SIP NAT Traversal Controller API is an ECOM plug-in API that provides the connection between the SIP stack and an external UNSAF protocol module. The Network Address Translator (NAT) devices are found between the SIP User Agent (SIP UA) and SIP proxy, and have the UA as an outbound proxy. This creates the problems to maintain SIP connectivity between the UA and the remaining of the SIP network that are described as follows:

  • The SIP UA registers its contact to SIP registrar using the private IP address & UDP/TCP port pair within the contact URI. These addresses are not accessible from the proxy. The NAT maps the private addresses to some other addresses which can be public or private, in another address range. The proxy can access the UA when you send the SIP requests and responses to addresses that the NAT allocates for the UA. You must have the Contact header of the REGISTER request to contain addresses allocated by the NAT for the UA, instead of the private addresses of the UA.

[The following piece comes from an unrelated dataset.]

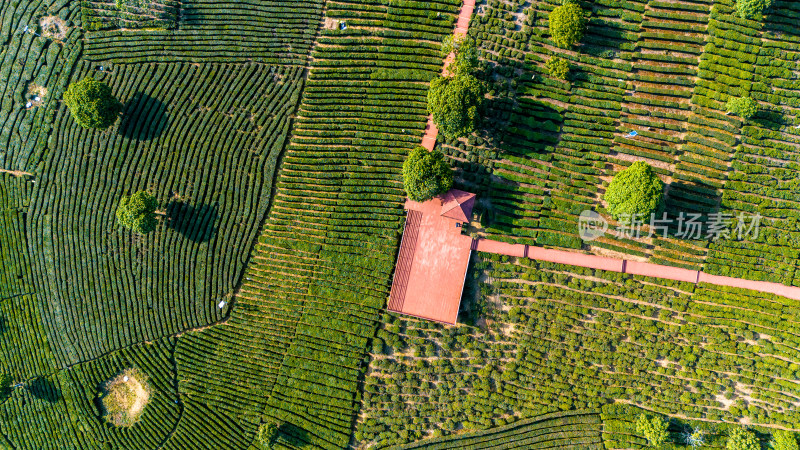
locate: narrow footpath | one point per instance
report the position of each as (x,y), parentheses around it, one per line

  • The NAT allocates IP addresses to the UA when the UA sends IP packets to a destination through the NAT. The NAT type determines if the address-port pairs are either applicable or dependent on the IP address and UDP or TCP port. The UA sends the IP packets to the UDP or TCP port.

    Depending on the NAT type, the addresses within the contact URI must be those that any device outside the NAT can see and use or those that only the specific destination (SIP proxy in this case) can see. To detect addresses the UA uses Unilateral Self-Address Fixing (UNSAF) protocols defined within IETF. These protocols include the Simple Traversal of UDP through NATs (STUN) or Traversal Using Relay NAT (TURN).

    The allocation created by NAT is not permanent. It expires if the UDP flow or TCP connection between the end-points remains idle. To prevent expiration the UA send keepalive messages within the flow to refresh the mapping. Different types of keepalive messages are used like Carriage-Return/Line-Feed (CRLF) sequences, OPTIONS requests or STUN binding requests

To enable all these processes the SIP stack contains an ECOM plug-in API, SIP NAT Traversal Controller API. The stack uses these plug-ins to access and use a separate UNSAF protocol implementation. This implementation supports protocols like STUN and TURN. These protocols enable the SIP stack to detect the server reflexive and relayed addresses for the UA The protocols also implements the keepalive messages for the flow toward the outbound proxy.